Les prix observés sur le marché français en 2026 (grandes surfaces de bricolage et spécialistes en ligne) se répartissent en trois gammes distinctes.
- Entrée de gamme (acrylique renforcé) : entre 80 et 160 €. Suffisant pour une rénovation locative ou un budget serré.
- Milieu de gamme (résine SMC, pierre reconstituée légère) : entre 160 et 350 €. Le rapport qualité-prix le plus équilibré pour un usage familial quotidien.
- Haut de gamme (céramique, pierre reconstituée premium, effet terrazzo) : entre 350 et 700 €, voire plus pour les formats atypiques ou les finitions sur mesure.
À ces montants, il faut ajouter le coût d’installation si vous faites appel à un plombier : comptez généralement entre 150 et 400 € pour la pose seule, selon la complexité du chantier (encastrement, modification de l’évacuation, dépose de l’ancien équipement). La pose à poser sur pieds est réalisable en autonomie par un bricoleur expérimenté — consultez nos réflexions sur faire ses travaux de rénovation soi-même : les vrais arbitrages avant de vous lancer.
Les erreurs à éviter avant de commander
La plupart des mauvaises surprises surviennent avant même la livraison. Voici les points à vérifier systématiquement.
- Ignorer le sens de l’évacuation. La bonde d’évacuation peut être centrée, décentrée ou positionnée en angle selon les modèles. Si votre siphon de sol existant est dans un coin précis, le receveur doit y correspondre — ou vous devrez déplacer la plomberie.
- Négliger la pente d’écoulement. Un receveur mal posé (à plat) crée des flaques persistantes. La pente minimale vers la bonde est de 1,5 %, intégrée dans le moule des bons modèles SMC mais à vérifier sur les modèles céramique ou pierre.
- Sous-estimer le poids pour la livraison. Un receveur en céramique 120×90 peut peser jusqu’à 50 kg. Prévoyez une aide pour la manutention et vérifiez l’accessibilité de votre logement (escaliers étroits, ascenseur absent).
- Oublier de vérifier les dimensions réelles. Les dimensions commerciales (120×90) correspondent à la surface utile ou aux dimensions hors-tout selon les fabricants. Un écart de 1 à 2 cm peut rendre la paroi de douche incompatible. Mesurez le sol disponible avant commande.
- Ignorer la compatibilité du siphon. Un siphon encastré DN 40 ne débite pas assez pour un grand receveur soumis à un pommeau de douche à fort débit. Préférez un DN 90 pour les installations extra-plates avec débit important.
- Commander sans vérifier le délai de livraison. Les receveurs en céramique ou en pierre reconstituée de grande taille sont parfois en commande spéciale (2 à 4 semaines). Anticipez si le chantier est planifié.

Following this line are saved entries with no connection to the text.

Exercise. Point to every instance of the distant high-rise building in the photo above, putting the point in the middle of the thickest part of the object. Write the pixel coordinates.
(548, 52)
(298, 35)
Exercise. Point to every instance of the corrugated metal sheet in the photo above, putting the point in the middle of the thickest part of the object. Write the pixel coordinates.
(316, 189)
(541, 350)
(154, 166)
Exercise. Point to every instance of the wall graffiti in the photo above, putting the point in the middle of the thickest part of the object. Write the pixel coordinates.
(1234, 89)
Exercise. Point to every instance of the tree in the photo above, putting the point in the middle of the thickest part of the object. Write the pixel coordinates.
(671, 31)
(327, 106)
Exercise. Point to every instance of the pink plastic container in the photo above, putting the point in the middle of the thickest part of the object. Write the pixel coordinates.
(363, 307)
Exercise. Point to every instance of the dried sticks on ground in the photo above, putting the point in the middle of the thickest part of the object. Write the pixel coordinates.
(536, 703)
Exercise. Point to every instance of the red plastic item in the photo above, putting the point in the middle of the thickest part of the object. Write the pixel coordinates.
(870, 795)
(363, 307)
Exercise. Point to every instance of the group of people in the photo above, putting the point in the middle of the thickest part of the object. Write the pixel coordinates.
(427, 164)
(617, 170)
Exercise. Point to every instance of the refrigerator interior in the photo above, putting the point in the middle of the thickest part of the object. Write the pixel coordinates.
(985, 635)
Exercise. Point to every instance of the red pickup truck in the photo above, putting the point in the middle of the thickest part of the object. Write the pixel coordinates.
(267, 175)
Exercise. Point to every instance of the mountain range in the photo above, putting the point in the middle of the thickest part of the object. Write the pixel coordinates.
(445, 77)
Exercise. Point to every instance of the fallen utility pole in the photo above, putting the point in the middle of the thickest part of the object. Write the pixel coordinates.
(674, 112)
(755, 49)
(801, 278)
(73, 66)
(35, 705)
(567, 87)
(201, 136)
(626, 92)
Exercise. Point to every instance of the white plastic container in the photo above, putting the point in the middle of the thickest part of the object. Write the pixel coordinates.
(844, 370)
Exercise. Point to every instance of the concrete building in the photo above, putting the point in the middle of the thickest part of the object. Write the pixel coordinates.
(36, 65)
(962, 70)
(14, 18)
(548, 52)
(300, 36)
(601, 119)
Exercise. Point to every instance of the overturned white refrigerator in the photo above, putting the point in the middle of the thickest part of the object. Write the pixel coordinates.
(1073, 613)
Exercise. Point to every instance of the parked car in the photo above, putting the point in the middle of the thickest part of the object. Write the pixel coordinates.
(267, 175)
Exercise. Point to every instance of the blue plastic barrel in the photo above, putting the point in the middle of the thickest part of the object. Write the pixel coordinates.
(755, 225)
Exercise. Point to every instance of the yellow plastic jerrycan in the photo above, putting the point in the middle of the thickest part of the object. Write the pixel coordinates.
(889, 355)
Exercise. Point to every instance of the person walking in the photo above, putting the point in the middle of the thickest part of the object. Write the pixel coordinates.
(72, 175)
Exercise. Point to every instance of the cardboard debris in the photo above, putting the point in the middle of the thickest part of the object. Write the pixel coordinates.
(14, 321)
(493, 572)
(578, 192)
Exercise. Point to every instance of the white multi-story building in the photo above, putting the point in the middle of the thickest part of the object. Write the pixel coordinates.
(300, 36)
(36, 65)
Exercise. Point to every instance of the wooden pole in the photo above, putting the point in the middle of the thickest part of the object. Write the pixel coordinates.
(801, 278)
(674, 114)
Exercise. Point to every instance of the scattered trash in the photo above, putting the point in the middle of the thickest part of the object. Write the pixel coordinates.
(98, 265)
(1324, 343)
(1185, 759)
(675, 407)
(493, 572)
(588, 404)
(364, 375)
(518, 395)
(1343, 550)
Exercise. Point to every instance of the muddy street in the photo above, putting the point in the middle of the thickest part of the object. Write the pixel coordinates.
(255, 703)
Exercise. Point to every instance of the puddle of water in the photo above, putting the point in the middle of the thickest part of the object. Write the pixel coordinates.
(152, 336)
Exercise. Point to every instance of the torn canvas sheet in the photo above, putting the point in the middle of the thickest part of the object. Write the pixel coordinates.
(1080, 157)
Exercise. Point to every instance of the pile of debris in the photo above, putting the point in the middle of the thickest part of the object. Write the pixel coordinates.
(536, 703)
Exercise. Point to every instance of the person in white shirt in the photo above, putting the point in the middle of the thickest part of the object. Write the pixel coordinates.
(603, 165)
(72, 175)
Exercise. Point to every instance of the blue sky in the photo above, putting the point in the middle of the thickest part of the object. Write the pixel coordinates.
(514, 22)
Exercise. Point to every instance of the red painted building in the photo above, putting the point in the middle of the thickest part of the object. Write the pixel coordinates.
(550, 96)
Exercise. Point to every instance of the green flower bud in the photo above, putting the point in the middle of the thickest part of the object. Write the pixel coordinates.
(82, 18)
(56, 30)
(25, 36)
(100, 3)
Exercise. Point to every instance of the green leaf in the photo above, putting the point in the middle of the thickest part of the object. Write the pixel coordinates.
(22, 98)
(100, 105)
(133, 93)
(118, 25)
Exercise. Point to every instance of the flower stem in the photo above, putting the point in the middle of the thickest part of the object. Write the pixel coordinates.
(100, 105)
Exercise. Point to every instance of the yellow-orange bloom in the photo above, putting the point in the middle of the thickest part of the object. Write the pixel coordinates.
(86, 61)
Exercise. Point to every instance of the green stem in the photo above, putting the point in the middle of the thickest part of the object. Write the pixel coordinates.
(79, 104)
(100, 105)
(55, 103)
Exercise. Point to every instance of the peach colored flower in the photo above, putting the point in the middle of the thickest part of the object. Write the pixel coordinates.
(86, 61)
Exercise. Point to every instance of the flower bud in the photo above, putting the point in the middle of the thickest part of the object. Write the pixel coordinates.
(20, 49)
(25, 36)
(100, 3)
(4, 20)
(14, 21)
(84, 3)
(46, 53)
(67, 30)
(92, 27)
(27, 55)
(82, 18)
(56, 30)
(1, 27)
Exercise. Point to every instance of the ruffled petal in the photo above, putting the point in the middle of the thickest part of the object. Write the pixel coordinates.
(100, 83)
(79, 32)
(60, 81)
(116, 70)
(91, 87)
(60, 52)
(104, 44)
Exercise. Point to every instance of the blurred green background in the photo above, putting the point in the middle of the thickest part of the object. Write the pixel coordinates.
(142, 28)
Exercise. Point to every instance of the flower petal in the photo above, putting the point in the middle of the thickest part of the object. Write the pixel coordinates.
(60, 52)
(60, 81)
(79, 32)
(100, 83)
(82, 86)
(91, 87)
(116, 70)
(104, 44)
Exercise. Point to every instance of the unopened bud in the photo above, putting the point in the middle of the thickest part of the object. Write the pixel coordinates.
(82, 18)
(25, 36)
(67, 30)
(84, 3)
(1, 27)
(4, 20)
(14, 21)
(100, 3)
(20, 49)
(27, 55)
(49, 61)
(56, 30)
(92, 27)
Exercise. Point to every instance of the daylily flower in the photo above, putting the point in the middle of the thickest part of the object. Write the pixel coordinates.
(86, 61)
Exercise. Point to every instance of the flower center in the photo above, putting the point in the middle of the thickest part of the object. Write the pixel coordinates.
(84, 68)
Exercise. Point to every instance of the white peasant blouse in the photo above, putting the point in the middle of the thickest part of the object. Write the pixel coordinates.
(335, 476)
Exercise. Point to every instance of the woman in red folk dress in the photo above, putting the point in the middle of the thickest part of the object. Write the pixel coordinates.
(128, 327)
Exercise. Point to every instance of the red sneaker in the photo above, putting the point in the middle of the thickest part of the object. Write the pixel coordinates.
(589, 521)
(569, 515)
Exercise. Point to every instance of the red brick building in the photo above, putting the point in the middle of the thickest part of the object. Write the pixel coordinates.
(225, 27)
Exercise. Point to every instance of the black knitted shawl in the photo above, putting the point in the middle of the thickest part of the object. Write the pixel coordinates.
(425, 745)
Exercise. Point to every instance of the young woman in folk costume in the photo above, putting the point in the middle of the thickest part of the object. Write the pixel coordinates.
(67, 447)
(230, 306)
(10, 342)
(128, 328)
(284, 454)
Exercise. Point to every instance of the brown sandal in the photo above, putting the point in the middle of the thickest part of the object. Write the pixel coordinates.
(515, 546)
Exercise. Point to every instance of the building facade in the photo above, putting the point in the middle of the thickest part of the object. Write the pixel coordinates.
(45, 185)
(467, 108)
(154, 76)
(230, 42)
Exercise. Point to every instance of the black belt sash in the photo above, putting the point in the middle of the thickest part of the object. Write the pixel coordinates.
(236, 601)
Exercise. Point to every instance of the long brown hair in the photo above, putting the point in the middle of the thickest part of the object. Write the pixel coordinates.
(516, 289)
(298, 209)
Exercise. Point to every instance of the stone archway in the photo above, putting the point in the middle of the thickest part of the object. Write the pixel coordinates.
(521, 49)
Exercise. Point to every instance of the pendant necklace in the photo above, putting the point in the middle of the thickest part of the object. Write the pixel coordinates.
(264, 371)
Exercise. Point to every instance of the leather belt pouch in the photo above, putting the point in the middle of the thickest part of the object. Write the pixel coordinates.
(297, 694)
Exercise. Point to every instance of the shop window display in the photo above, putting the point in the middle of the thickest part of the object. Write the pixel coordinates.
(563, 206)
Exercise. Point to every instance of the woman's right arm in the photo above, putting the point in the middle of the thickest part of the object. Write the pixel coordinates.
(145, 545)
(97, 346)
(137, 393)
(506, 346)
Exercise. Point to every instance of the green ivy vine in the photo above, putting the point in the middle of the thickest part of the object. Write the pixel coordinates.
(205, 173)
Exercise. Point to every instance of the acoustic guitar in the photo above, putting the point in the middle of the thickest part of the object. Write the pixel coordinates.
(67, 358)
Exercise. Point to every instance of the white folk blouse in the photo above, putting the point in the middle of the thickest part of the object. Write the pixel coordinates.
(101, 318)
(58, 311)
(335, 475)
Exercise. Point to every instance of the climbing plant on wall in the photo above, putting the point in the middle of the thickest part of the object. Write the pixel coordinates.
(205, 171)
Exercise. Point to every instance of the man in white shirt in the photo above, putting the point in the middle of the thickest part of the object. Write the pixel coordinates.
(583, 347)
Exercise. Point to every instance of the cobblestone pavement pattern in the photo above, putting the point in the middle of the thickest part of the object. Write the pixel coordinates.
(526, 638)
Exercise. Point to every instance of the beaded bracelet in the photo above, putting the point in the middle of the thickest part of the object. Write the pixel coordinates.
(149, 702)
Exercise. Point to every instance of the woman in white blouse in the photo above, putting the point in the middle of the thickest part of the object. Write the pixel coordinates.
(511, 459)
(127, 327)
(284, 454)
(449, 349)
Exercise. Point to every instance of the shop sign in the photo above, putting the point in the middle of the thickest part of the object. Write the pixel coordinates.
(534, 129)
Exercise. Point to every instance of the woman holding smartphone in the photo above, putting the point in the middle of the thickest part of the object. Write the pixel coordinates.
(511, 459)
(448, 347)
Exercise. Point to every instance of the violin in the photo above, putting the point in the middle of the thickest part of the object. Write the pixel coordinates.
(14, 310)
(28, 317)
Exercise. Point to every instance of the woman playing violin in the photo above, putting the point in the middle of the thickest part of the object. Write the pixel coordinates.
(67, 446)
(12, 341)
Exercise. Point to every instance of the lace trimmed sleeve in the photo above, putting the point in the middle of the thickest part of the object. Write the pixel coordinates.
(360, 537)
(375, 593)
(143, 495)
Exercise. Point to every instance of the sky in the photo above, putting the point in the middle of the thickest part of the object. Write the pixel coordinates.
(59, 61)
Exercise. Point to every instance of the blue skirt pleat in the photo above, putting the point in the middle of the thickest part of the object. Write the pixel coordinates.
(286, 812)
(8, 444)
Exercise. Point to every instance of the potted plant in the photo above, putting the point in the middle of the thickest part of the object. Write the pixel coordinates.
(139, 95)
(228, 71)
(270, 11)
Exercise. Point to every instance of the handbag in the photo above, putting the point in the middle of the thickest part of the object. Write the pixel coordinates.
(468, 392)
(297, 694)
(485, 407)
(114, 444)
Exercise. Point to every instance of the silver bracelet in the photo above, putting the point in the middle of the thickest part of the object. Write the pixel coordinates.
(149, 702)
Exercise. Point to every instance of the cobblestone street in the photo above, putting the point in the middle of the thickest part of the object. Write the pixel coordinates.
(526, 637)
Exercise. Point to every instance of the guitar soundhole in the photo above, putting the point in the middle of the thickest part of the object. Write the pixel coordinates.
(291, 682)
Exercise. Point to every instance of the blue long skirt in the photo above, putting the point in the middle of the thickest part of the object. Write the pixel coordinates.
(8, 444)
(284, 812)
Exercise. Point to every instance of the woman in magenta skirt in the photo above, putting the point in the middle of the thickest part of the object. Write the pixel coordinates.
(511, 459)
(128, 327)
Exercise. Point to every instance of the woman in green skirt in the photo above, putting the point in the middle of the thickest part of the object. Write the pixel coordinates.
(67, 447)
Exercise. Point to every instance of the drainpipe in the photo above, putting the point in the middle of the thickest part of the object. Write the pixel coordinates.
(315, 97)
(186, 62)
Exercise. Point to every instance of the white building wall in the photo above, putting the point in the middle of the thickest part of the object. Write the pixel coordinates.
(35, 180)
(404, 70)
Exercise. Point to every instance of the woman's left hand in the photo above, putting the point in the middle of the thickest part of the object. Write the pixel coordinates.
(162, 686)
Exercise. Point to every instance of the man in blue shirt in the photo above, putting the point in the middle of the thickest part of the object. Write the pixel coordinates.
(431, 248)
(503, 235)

Questions fréquentes sur le bac à douche 120×90
- Quelles sont les tailles de bac à douche disponibles sur le marché ?
- Les formats standards vont du 70×70 cm au 160×90 cm. Le 80×80, le 90×90 et le 120×80 sont courants. Le 120×90 est l’un des plus populaires car il combine surface confortable et compatibilité avec les salles de bain de taille moyenne.
- Quelle est la différence entre un receveur extra-plat et un modèle standard ?
- Un bac extra-plat mesure entre 2,8 et 5 cm d’épaisseur et nécessite souvent un siphon encastré dans le sol. Un modèle standard (5 à 12 cm) accepte un siphon sous le bac et se pose sur pieds, sans modification du sol.
- Un bac à douche 120×90 est-il adapté aux personnes à mobilité réduite ?
- Oui, à condition de choisir le bon modèle. Un accès de plain-pied (extra-plat) facilite l’entrée en fauteuil. Pour un senior se déplaçant à pied avec appui, un léger rebord et un siège de douche peuvent être préférables. Consultez les recommandations de Service-Public.fr pour les aménagements PMR.
- Peut-on poser soi-même un receveur de douche 120×90 ?
- La pose à poser sur pieds est accessible à un bricoleur organisé. La pose à encastrer (avec chape) requiert des compétences en plomberie et en maçonnerie. Dans les deux cas, le raccordement au siphon et l’application du joint silicone sanitaire sont des étapes critiques à ne pas bâcler.